Let me preface ALL the remarks below with TWO statements...

1. I haven't done any research on these HTTP based Client/Server compression 
topics in quite some time. It is all, essentially, 'ancient history' for me 
but it still amazes me that some of the issues are, so many years later,
still being 'guessed about' and no one has all the answers.

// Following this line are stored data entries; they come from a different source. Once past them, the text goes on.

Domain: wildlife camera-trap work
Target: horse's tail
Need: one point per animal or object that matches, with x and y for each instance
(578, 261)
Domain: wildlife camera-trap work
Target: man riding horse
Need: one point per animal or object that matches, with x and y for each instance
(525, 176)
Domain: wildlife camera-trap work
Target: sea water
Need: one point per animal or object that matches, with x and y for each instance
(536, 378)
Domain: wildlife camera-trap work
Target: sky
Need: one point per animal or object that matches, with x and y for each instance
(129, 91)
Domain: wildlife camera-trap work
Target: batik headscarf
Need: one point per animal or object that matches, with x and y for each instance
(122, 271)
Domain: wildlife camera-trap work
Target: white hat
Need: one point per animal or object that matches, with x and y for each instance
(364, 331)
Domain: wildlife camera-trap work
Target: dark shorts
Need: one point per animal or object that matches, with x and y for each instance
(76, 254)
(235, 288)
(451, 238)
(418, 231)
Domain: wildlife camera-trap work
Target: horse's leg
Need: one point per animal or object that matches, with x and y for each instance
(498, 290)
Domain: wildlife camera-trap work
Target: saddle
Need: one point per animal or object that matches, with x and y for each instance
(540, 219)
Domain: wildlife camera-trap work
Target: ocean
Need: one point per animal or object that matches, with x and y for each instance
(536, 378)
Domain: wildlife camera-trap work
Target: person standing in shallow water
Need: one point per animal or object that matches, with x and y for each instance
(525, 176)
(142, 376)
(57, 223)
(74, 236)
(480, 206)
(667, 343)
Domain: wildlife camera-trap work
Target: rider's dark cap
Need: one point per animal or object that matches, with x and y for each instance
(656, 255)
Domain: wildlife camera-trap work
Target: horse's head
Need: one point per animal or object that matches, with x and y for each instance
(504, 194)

2. Let's not lose the TOPIC of this thread. The thread is about whether
or not it's time to just turn mod_deflate ON by default in the 'safe'
httpd.conf that ships with Apache. Regardless of disagreement on some
of the internals and the remaining 'questions' I think it's clear to 
some now that this is NOT just an 'easy decision'. It's complicated.
It WILL cause 'problems' for some installations and some environments.

> Bryan McQuade wrote...
>
>> Kevin Kiley wrote...
>> Don't forget the ongoing issue that if you ONLY vary on 'Accept-Encoding'
>> then almost ALL browsers will then refuse to cache a response entity LOCALLY
>> and the pain factor moves directly to the Proxy/Content Server(s).
>
> I don't think this is true for browsers in use today. 

Well, it's certainly true of the MSIE 6 I have 'in use today' on almost
all of my Windows XP Virtual Machines that I use for testing.

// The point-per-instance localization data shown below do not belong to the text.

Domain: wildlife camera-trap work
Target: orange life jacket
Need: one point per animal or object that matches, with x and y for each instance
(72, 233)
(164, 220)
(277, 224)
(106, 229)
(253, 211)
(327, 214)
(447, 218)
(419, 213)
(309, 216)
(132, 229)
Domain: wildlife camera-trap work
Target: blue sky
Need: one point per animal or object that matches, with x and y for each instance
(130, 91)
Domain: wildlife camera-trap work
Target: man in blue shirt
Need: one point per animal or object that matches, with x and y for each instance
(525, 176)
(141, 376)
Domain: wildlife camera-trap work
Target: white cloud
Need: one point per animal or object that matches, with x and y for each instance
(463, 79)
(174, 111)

Also 'I don't think this is true' is certainly not 'I'm SURE this is not true'.

> Firefox will certainly cache responses with Vary: Accept-Encoding. 

I haven't done any testing with Firefox.

Firefox wasn't even around when this first became an issue years ago.

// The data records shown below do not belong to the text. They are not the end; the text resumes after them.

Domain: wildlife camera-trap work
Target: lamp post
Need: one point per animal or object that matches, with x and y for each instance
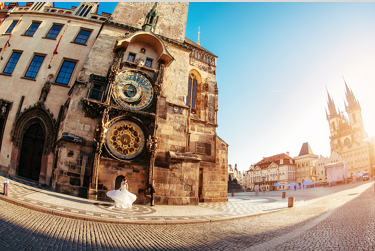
(263, 179)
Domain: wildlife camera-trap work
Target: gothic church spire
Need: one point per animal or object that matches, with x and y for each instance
(151, 19)
(331, 106)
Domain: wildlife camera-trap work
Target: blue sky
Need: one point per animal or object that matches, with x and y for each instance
(275, 61)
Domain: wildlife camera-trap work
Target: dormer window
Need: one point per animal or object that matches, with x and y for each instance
(131, 57)
(148, 62)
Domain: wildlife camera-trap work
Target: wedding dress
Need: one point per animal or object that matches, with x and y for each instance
(123, 198)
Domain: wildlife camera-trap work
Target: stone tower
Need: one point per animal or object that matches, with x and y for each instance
(348, 136)
(152, 97)
(353, 109)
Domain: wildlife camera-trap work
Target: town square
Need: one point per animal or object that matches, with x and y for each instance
(187, 126)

I'll take your word for it unless/until you can provide some Firefox
specific test results page(s)that prove this to be true.

The Mozilla/Firefox family has ALWAYS had a 'different' approach to
how the client-end decompression gets done. That browser lineage chose
to always use the local 'cache' as the place where the decompression
takes place. That's why, when you use those browsers and you receive
a compressed entity, you always get TWO cache files. One is simply the
browser opening up a cache file to store the COMPRESSED version of the
entity and the other is the DECOMPRESSED version. This is true even if 
the response is labeled 'Cache-control: private'. It will STILL 'cache' the
response and ignore all 'Cache-Control:' directives but that's another
'bug' story altogether. They are simply doing all the decompression 'on disk' 
and using plain old file-based GUNZIP to get the job done so there HAS to be
a 'cached copy' of the response regardless of any 'Cache-Control:' directives. 
It will also keep BOTH copies of the file around. The MSIE browser line
will also use a cache-file ( sometimes ) for the decompression but, unlike the
Mozilla lineage, MSIE will DELETE the initial compressed copy to avoid 
confusion.
There used to be this weird-ass bug with Mozilla that would only
show up if you tried to PRINT a decompressed page. The browser would
forget that it had TWO disk files representing the compressed/uncompressed
response and it would accidentally try to PRINT the COMPRESSED version.
I certainly hope the Firefox branch of this source code line worked 
that little bug out.

> Eric Lawrence of
> the Internet Explorer team has a nice blog post that explains that in
> IE6 and later, Vary: Accept-Encoding are cached:
> http://blogs.msdn.com/b/ieinternals/archive/2009/06/17/vary-header-prevents-caching-in-ie.aspx.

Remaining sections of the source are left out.